Stress and I have an unhealthy relationship. It’s kind of a co-dependent relationship. I tend to respond to stress with compulsive behaviors.
Yesterday I put my husband in the hospital and today he might have surgery. It’s only his tonsils… but still, I feel the familiar stress of any set of crisis and unknown outcomes.
Without working a 9-5 job, I am not entirely sure how to spend my time. In fact, I am almost certain that working on any of my projects would not be a healthy option right now. For me, work as an escape is a habit. A bad habit. Using work to escape from the stress of any current state of being is essentially the same as using a chemical substance. And of all the things in my mind, work, play, rest, sleep, spazz-out, be grateful, write, draw, do dishes, walk…the one thing I can confidently know NOT to do RIGHT NOW is to have a drink. So, it would make sense not to engage in any other addictive behaviors, right?
This is day three of being in a stress response mode. And I feel like I’ve done remarkably well up to this point. Prioritizing, eating well, meditating, sharing, sleeping, I even went to yoga last night. And yet it is like speaking a foreign language. It takes great effort and sometimes feels like I’m doing it all wrong.

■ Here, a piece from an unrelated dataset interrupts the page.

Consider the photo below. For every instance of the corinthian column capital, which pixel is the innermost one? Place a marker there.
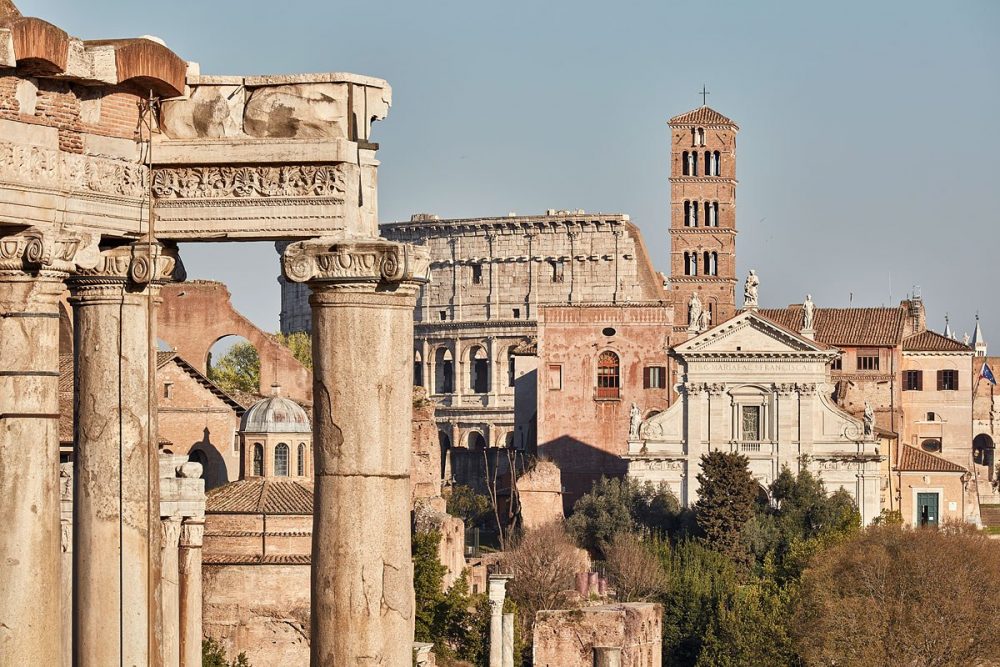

I think the key here is to remember the choices we have. I don’t know anything more than I did 10 minutes ago in regards to my husband’s condition. However I choose to use this limbo time, it is up to me to make choices that nourish me, reduce stress, and enhance my sense of well-being. Because acting like I’m trying to fix the situation certainly doesn’t fix it.
Interesting… the things we can learn when we are mindful of the situation at hand.